Axelle’s gaze darted back, assessing.
Let her look: Michelle was a lot of things lately, but she’d never been uncertain of this.
“I do. But. Sometimes.” This was the part that kept getting stuck in her throat; the thing she’d been reluctant even to admit to herself, but that Fox and Eden had seen straight off and tried to draw out of her.
She sighed. “I miss my old life, sometimes. I miss being in the thick of it.”
Axelle regarded her a long time, one hand idly tapping at the steering wheel. “I get that,” she said, hand clo
sing, tightening, knuckles white. This car – driving – was the thick of it for her.
“Who got you interested in cars?” Michelle asked, softly.
Axelle’s answer was soft, too, mouth curving the barest fraction, a sad smile. “My dad.”
Michelle could tell, just from her expression, that Axelle’s father was no longer living.
“He OD’d,” Axelle offered, though Michelle hadn’t asked. “Used to buy his shit from the Dogs. I’ve blamed them for a long time.”
Michelle tensed.
Got a strained smile in return. “We all make our own beds, though, right?”
“Generally.” She asked, “Does Albie know?”

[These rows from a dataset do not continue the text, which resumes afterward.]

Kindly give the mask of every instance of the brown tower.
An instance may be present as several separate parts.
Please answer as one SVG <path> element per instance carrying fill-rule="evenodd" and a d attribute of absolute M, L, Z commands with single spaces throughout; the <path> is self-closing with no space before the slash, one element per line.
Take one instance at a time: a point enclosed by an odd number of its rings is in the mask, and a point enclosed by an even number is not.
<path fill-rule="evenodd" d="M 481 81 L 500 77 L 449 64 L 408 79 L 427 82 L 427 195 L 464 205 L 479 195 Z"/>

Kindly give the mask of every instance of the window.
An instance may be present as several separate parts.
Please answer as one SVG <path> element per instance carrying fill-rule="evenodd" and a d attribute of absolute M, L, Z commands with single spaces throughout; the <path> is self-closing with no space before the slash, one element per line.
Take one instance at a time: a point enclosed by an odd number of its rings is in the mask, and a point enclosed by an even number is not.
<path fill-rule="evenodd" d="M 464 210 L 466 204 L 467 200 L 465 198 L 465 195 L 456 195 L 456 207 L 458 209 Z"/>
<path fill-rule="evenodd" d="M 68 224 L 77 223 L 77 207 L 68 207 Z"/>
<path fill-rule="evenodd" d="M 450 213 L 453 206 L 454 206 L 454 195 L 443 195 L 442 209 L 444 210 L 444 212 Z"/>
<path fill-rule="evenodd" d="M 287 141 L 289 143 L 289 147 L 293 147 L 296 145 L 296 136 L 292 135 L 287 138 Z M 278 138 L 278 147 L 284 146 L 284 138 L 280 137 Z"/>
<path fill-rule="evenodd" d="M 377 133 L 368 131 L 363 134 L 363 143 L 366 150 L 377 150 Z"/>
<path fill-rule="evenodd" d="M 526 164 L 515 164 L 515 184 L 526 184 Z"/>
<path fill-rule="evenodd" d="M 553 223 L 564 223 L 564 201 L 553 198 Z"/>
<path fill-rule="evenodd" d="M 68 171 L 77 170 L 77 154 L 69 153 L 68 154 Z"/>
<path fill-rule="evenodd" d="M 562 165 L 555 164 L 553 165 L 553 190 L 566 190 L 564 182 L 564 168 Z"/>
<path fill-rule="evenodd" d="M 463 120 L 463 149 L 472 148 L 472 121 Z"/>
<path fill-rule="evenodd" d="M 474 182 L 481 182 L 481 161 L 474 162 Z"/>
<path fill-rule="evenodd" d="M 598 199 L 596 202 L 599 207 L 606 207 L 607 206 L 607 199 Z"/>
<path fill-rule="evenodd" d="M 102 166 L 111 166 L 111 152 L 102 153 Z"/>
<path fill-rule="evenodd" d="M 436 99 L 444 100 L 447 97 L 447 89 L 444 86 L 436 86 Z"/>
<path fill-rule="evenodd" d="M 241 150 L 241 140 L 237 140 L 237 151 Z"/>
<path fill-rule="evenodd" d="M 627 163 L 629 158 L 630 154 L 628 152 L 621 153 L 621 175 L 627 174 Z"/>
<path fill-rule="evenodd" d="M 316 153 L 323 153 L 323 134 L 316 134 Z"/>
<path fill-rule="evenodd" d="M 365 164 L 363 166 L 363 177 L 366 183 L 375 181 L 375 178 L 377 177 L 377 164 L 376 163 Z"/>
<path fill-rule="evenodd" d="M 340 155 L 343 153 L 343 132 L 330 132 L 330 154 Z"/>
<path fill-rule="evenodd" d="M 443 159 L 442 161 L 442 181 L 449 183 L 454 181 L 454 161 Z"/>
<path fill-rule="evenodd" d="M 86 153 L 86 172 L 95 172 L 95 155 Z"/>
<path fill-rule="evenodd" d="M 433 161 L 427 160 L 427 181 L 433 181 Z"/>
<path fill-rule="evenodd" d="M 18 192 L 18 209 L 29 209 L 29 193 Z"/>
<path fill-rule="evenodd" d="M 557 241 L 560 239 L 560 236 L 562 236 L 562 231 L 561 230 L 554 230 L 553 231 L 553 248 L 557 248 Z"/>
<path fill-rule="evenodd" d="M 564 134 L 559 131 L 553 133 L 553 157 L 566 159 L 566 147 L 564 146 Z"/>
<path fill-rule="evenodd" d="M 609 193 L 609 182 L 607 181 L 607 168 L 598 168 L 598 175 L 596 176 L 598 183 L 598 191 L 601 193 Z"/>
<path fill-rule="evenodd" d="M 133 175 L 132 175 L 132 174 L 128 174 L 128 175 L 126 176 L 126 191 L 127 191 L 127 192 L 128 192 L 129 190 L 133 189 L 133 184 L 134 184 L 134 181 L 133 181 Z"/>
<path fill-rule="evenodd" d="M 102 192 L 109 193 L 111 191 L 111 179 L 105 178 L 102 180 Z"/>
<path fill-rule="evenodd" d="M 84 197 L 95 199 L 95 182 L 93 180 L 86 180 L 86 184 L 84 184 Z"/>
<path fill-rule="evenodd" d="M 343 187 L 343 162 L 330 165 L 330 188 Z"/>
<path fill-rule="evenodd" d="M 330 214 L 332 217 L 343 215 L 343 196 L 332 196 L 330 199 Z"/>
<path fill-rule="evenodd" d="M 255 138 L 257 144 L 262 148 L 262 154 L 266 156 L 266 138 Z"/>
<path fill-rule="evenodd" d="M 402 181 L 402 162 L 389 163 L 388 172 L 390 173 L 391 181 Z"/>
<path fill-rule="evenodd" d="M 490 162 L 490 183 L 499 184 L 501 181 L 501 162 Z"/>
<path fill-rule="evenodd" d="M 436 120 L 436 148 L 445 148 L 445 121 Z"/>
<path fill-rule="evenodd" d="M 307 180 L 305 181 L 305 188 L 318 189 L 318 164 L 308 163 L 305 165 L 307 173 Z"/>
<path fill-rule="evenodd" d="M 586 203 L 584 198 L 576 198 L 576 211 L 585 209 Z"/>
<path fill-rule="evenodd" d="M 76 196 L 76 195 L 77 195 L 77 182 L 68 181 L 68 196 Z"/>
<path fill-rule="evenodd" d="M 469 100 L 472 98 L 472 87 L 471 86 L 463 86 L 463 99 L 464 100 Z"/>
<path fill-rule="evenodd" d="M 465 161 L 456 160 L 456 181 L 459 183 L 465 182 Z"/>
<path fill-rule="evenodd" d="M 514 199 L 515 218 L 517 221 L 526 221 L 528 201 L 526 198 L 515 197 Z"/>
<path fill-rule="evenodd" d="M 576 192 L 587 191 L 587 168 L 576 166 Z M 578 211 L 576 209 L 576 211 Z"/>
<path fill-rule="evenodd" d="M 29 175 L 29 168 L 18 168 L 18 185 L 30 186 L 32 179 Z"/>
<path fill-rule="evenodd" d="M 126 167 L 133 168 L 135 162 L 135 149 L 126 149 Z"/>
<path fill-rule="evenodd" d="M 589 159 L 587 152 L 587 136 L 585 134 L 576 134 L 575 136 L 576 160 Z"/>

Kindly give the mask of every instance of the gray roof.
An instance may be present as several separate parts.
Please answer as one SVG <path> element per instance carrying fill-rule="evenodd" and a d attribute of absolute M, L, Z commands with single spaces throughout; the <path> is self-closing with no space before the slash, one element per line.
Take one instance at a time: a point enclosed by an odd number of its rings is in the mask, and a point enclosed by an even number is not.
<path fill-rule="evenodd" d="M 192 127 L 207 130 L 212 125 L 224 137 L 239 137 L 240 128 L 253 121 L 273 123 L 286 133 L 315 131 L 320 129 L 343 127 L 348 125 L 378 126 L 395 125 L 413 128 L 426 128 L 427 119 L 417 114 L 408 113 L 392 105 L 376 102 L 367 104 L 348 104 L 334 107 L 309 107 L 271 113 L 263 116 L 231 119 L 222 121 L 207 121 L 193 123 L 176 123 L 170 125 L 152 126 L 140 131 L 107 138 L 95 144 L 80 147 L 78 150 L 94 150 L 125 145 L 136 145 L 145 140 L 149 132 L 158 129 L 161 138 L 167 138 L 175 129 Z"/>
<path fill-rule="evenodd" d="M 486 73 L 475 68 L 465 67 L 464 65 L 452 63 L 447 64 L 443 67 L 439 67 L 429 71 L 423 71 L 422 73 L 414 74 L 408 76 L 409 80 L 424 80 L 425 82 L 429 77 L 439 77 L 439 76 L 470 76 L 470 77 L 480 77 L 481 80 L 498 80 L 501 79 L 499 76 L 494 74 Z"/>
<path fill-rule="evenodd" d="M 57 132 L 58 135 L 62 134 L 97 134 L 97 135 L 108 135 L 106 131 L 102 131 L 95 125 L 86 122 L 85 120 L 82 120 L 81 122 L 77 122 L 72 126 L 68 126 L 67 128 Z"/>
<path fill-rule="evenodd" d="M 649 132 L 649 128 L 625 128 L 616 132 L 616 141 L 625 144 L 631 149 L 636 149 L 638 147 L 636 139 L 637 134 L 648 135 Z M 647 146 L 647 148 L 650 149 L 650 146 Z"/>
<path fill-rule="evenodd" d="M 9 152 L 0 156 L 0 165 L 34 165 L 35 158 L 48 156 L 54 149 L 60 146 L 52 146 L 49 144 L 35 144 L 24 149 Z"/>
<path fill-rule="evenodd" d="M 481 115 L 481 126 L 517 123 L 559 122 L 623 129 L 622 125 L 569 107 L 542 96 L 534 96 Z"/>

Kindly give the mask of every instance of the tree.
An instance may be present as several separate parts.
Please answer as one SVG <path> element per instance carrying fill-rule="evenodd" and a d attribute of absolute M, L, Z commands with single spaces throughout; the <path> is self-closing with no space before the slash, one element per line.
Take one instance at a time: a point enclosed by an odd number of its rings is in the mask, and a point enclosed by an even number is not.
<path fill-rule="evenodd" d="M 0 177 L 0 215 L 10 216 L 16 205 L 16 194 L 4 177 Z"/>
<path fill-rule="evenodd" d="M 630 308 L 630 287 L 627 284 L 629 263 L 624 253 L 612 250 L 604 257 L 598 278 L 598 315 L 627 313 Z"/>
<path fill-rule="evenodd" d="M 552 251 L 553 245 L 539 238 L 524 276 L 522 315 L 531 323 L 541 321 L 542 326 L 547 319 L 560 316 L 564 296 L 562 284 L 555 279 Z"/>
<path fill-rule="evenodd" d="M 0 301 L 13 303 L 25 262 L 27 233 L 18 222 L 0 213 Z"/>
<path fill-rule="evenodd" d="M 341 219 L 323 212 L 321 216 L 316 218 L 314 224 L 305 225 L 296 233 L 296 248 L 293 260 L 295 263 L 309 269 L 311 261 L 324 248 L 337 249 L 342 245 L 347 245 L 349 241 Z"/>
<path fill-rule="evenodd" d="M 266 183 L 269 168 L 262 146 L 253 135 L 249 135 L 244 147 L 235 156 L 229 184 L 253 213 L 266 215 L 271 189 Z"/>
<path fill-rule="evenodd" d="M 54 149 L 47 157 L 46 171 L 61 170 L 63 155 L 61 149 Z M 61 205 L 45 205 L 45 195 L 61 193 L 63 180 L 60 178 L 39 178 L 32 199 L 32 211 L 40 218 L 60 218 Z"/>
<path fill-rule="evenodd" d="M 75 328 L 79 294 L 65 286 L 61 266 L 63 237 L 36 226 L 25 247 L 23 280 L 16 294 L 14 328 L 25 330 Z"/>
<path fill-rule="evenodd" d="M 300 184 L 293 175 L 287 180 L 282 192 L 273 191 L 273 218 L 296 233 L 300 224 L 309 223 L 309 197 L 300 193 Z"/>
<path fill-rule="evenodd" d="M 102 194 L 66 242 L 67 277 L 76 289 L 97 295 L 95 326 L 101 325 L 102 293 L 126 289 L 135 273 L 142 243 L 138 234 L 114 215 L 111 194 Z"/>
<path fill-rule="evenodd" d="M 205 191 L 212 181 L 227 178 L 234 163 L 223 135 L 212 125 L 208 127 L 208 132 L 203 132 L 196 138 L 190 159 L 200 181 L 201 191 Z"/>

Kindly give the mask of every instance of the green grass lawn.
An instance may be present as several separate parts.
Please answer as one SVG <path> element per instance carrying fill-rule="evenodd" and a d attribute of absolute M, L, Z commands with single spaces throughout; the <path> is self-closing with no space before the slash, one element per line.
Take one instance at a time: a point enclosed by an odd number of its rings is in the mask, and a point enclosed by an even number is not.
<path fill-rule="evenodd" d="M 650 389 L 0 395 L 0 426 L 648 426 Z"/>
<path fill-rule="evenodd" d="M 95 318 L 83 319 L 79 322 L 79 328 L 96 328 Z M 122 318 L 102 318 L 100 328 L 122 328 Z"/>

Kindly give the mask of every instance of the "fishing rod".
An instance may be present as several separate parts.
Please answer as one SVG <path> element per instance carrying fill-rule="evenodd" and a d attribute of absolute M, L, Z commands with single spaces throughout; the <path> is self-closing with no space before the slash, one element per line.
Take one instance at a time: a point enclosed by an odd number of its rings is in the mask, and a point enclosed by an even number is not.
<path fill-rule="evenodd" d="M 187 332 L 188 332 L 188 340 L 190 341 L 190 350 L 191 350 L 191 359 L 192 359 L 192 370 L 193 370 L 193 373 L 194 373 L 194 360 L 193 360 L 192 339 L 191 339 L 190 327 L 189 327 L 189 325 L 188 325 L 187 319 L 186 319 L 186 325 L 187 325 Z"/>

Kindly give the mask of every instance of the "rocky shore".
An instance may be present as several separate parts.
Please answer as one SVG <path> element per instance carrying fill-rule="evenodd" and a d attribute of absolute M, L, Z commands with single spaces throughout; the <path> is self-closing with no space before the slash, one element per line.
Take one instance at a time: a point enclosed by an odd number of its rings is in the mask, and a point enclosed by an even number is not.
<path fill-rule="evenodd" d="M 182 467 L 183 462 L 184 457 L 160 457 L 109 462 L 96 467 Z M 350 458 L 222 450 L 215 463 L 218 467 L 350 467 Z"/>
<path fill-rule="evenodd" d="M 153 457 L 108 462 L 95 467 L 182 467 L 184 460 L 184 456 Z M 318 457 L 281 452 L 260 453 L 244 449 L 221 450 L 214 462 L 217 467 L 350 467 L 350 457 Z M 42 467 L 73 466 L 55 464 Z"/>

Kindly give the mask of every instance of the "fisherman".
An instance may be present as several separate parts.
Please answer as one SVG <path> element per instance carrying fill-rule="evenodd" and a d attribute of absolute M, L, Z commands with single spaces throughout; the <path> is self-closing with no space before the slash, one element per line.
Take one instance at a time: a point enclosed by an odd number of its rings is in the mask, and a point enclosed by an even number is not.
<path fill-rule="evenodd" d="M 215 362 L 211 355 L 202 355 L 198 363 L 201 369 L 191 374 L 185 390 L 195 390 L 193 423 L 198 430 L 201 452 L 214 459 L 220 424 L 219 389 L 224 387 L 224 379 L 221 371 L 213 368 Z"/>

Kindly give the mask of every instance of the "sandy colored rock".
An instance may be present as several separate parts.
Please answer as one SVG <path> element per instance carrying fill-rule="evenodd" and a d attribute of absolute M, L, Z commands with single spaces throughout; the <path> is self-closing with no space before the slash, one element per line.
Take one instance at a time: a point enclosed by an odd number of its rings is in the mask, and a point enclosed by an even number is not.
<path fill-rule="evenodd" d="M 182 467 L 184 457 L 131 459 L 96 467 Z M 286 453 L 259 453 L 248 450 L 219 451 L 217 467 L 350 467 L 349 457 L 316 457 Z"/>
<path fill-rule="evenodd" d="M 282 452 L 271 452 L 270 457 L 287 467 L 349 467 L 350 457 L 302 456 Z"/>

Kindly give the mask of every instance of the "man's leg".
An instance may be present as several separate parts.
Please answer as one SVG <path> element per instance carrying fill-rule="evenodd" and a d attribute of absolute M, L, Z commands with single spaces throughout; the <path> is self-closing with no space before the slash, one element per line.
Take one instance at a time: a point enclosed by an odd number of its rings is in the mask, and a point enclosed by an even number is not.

“Oh, yeah. He’s known all along. A lot of days…” She hesitated, hand dropping to the knob of the gearshift, thumbnail tapping against it. “A lot of days I ask myself if I’m shitting all over Dad’s memory. Thinking a biker’s hot.”
“It’s probably a little more than thinking he’s hot,” Michelle said, hoping she was right. Of all her uncles, Albie was the most vulnerable after Shane; the one most in need of something good and happy and honest in his life.
Axelle let out a deep breath that sounded relieved. “Yeah,” she agreed.
The phone on the console, heretofore offering up nothing but the rustling of cloth, emitted a series of beeps. An incoming call, Michelle realized, as both of them perked up in their seats.
But one from Eden’s end. There was more rustling, then Eden said, “Shit,” and the line went silent.
~*~
The office was a cramped, stale-smelling space crammed with a too-big desk, some chairs, file cabinets, and heaps of paper, pile after pile of it, rubber-banded and paperclipped, stacks sitting on the grimy tiles, giving off the smell of ink and dust.